"Nev'-i insanı, şuurca kesrete müptela"(Sözler s: 62)
Bir misalle anlatalım; Aç bir ineği getirin, önüne bir torba ot koyun. Onun şuuru sadece ona taalluk eder. Orada yakında bir yerde dünyaca en meşhur muhaddislerin sohbeti varmış, beri tarafta nefis bir manzara bulunuyormuş, diğer tarafta tepsilerde Antep baklavaları, patlıcan dolmaları varmış, onu hiç alakadar etmez. İnsan ise öyle değil. Şuuru birçok şeyle alakadar.

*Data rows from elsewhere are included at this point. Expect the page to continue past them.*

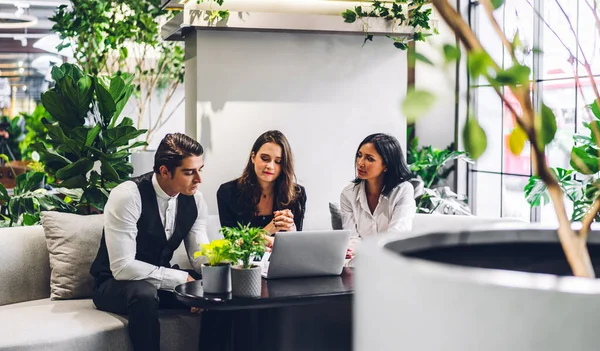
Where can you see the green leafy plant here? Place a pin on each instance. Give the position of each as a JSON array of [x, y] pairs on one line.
[[110, 37], [535, 122], [89, 149], [14, 134], [246, 242], [35, 131], [413, 13], [28, 200], [217, 252]]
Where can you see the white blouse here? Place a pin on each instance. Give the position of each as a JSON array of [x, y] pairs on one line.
[[394, 212]]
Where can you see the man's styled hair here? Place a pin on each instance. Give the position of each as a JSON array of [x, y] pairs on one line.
[[173, 149]]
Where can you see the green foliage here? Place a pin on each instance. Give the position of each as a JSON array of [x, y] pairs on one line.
[[112, 37], [217, 252], [89, 150], [246, 241], [431, 164], [413, 13], [15, 133], [28, 200], [474, 138], [36, 131], [417, 103]]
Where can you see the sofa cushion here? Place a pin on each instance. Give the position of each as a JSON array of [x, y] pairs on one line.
[[73, 242], [25, 272], [78, 325]]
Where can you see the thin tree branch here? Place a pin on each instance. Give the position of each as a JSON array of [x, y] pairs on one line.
[[588, 219]]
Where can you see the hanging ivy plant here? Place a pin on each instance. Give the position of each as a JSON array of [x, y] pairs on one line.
[[411, 13]]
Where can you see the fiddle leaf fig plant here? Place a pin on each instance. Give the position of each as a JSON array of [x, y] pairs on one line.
[[90, 143], [28, 200]]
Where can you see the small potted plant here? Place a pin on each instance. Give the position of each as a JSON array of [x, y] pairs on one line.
[[216, 273], [246, 242]]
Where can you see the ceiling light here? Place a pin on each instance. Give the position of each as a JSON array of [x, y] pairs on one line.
[[12, 21]]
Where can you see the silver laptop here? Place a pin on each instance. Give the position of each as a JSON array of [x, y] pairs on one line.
[[307, 254]]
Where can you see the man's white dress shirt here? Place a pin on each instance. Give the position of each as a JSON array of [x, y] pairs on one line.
[[121, 214], [394, 212]]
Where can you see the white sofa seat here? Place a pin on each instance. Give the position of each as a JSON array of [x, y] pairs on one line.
[[78, 325]]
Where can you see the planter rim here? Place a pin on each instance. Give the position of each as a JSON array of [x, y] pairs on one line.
[[241, 268], [480, 234], [216, 265]]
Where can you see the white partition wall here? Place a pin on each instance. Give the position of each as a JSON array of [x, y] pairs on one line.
[[323, 91]]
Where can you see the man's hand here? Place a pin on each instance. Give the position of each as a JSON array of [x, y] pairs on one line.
[[193, 309]]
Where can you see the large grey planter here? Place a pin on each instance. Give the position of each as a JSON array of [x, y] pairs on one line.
[[216, 279], [407, 303], [246, 282]]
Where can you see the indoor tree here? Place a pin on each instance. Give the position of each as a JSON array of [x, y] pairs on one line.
[[538, 125], [124, 36]]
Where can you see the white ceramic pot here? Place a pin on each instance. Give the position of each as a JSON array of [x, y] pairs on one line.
[[246, 282], [408, 303], [216, 279]]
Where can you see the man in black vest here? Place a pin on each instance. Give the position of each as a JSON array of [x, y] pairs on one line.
[[145, 220]]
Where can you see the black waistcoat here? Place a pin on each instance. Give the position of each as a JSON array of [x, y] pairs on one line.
[[152, 245]]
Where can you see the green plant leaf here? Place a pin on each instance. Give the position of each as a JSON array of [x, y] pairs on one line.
[[497, 3], [420, 57], [474, 138], [109, 172], [545, 124], [92, 134], [417, 103], [583, 162], [79, 167], [595, 109], [57, 107], [517, 140], [479, 63], [451, 53], [515, 75], [349, 16], [106, 104]]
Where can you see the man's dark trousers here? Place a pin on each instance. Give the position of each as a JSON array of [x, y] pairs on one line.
[[140, 301]]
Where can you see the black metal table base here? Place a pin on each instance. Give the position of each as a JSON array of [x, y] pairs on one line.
[[316, 327]]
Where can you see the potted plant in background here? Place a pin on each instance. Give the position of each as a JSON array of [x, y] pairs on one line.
[[216, 273], [246, 242], [90, 142]]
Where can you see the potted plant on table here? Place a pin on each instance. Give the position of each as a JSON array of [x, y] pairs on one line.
[[247, 242], [216, 273]]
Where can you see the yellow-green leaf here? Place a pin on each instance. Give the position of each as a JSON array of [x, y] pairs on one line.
[[517, 140], [474, 138]]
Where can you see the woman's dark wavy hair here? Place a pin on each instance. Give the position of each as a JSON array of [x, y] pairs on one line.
[[393, 158], [173, 149], [286, 190]]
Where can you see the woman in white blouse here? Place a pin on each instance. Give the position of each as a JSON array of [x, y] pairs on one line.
[[380, 199]]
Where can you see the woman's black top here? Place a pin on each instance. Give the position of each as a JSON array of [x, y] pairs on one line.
[[235, 207]]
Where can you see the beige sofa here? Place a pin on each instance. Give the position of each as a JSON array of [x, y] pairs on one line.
[[29, 320]]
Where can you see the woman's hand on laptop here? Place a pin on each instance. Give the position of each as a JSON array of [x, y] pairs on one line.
[[284, 221]]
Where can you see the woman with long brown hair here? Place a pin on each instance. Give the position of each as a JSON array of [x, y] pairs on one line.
[[266, 195]]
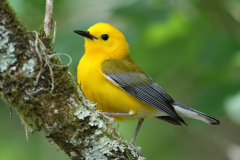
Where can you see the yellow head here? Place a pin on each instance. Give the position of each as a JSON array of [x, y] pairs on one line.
[[104, 40]]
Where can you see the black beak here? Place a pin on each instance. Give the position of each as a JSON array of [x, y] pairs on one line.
[[85, 34]]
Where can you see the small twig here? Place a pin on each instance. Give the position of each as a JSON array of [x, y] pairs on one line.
[[11, 112], [54, 36], [48, 17], [40, 57]]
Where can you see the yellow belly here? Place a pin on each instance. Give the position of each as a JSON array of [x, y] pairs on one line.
[[110, 97]]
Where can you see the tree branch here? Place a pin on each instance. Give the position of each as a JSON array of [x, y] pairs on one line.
[[48, 17], [63, 113]]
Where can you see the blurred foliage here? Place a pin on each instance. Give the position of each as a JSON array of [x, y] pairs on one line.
[[190, 47]]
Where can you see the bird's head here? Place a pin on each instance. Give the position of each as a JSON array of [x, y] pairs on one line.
[[104, 39]]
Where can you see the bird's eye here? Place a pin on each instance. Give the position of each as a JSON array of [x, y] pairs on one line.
[[105, 37]]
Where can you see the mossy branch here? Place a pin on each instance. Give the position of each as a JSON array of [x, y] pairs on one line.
[[66, 117]]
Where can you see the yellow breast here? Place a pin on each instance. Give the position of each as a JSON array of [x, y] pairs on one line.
[[108, 96]]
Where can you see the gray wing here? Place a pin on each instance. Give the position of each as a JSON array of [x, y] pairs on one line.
[[145, 89]]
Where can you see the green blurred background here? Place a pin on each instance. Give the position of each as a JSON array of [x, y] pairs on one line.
[[190, 47]]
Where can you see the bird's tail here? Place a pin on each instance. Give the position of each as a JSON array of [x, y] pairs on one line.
[[185, 111]]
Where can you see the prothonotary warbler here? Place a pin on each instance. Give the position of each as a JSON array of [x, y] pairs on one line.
[[110, 78]]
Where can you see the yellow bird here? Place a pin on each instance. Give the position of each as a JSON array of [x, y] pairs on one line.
[[110, 78]]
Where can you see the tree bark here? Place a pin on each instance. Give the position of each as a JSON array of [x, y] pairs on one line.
[[47, 98]]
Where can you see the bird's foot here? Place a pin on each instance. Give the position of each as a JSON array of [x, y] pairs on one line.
[[112, 120], [135, 148]]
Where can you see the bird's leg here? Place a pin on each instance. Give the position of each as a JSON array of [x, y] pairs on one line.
[[107, 114], [135, 135]]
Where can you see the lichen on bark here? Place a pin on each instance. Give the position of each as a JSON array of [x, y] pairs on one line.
[[62, 112]]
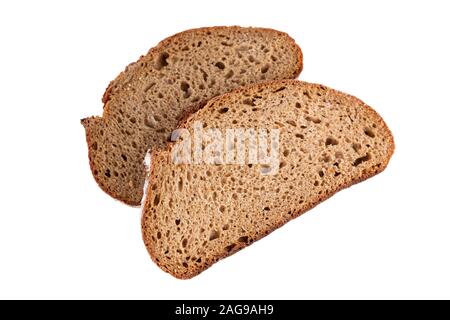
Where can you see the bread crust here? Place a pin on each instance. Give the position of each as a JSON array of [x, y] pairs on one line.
[[155, 51], [163, 156]]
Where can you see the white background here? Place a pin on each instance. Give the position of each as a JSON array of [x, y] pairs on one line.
[[62, 237]]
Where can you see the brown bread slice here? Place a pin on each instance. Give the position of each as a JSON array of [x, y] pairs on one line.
[[145, 102], [195, 215]]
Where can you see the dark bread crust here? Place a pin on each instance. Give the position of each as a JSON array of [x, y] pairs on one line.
[[134, 198], [163, 157]]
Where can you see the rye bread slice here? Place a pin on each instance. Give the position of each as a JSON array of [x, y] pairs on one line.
[[197, 214], [146, 101]]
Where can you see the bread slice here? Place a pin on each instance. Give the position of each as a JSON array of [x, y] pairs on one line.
[[197, 214], [146, 101]]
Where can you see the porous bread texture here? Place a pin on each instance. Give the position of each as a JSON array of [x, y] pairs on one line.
[[146, 101], [195, 215]]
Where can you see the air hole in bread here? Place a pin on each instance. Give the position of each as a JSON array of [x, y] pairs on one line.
[[214, 235], [356, 147], [230, 247], [249, 102], [229, 74], [360, 160], [161, 62], [369, 132], [280, 89], [331, 142], [306, 94], [220, 65], [313, 119], [243, 239], [291, 122], [265, 69]]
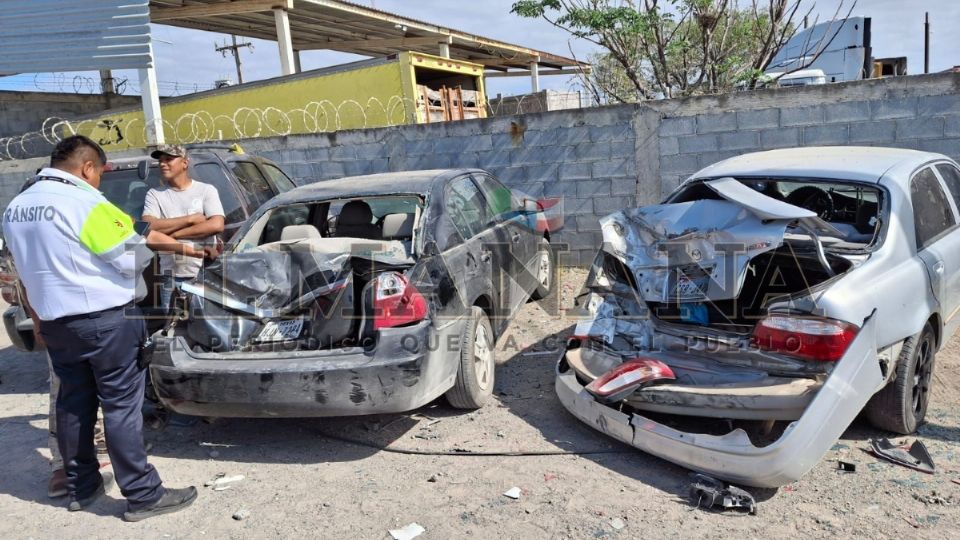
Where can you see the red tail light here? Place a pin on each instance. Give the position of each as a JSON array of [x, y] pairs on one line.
[[623, 380], [396, 301], [820, 339]]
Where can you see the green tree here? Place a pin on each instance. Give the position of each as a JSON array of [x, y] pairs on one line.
[[672, 48]]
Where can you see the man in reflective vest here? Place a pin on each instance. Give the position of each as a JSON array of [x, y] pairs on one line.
[[79, 258]]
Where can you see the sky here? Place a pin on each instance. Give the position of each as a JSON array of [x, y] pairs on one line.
[[186, 60]]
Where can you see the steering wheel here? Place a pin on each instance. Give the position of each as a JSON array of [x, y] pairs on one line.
[[814, 199]]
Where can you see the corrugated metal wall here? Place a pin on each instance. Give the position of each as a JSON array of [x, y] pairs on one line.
[[38, 36]]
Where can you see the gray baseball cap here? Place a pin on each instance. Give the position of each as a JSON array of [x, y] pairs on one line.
[[175, 150]]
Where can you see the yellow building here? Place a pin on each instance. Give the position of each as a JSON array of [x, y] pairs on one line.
[[406, 88]]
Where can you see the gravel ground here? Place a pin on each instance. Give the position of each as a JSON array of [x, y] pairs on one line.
[[332, 478]]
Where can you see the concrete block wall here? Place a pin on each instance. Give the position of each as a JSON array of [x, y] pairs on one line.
[[924, 115], [23, 112], [606, 159]]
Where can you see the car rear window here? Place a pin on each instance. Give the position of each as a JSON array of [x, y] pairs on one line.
[[212, 173], [125, 189], [932, 214], [852, 208]]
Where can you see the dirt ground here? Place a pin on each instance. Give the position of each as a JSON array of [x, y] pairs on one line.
[[333, 478]]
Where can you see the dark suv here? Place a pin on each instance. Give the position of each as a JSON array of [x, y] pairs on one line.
[[244, 182]]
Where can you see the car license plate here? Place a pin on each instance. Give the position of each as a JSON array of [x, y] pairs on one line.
[[281, 330]]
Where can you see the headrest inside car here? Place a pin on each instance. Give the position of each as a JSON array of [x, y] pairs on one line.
[[299, 232], [398, 226]]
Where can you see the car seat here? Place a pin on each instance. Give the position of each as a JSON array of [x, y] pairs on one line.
[[356, 221]]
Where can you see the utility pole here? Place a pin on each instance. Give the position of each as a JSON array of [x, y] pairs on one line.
[[235, 50], [107, 87]]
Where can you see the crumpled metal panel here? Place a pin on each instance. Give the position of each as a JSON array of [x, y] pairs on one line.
[[699, 250], [692, 251], [267, 283], [74, 35]]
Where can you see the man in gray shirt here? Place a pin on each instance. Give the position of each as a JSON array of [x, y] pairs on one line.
[[185, 209]]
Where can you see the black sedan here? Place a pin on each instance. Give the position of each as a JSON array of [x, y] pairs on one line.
[[362, 295]]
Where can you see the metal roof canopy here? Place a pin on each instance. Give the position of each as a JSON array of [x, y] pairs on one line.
[[351, 28]]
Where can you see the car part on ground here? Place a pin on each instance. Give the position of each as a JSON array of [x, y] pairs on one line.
[[914, 457], [710, 493]]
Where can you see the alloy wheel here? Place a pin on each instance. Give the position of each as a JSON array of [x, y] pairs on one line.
[[482, 357]]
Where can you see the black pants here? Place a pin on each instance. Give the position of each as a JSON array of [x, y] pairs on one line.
[[95, 356]]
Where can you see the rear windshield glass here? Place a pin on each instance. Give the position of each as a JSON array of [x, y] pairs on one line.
[[125, 189], [853, 209], [373, 218]]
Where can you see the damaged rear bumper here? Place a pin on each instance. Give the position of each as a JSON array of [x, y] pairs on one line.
[[409, 367], [733, 456]]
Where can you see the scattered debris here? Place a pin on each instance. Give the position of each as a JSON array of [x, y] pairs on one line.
[[708, 492], [915, 457], [846, 466], [513, 493], [933, 498], [222, 481], [409, 532]]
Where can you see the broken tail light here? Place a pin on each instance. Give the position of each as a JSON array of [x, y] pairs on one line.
[[623, 380], [819, 339], [396, 301]]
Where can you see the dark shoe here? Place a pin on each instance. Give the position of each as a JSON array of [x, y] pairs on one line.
[[172, 500], [58, 484], [106, 480]]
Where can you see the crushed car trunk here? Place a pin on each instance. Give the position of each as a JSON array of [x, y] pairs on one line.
[[304, 294], [686, 283], [713, 263]]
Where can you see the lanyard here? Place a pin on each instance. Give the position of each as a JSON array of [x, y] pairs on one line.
[[34, 180]]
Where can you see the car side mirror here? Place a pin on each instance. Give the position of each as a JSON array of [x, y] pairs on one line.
[[143, 169]]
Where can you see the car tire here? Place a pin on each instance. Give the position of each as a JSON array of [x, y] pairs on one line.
[[546, 271], [477, 368], [901, 405]]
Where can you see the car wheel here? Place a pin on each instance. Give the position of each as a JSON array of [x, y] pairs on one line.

Bediüzzaman hazretleri bir yerde açıklıyor da; "İhtiyacatı âlemin her tarafına dağılmış,arzuları ebede kadar uzanmış... Bir çiçeği istediği gibi, koca bir baharı da ister. Bir bahçeyi arzu ettiği gibi, ebedî Cennet'i de arzu eder. Bir dostunu görmeğe müştak olduğu gibi, Cemil-i Zülcelal'i de görmeye müştaktır. Başka bir menzilde duran bir sevdiğini ziyaret etmek için o menzilin kapısını açmaya muhtaç olduğu gibi; berzaha
göçmüş yüzde doksan dokuz ahbabını ziyaret etmek ve firak-ı ebedîden kurtulmak için koca dünyanın kapısını kapayacak ve bir mahşer-i acaib olan âhiret kapısını açacak,dünyayı kaldırıp âhireti yerine kuracak ve koyacak bir Kadîr-i Mutlak'ın dergâhına ilticaya
muhtaçtır.(Sözler s: 319 ) diyor.(Ahmed Akgündüz)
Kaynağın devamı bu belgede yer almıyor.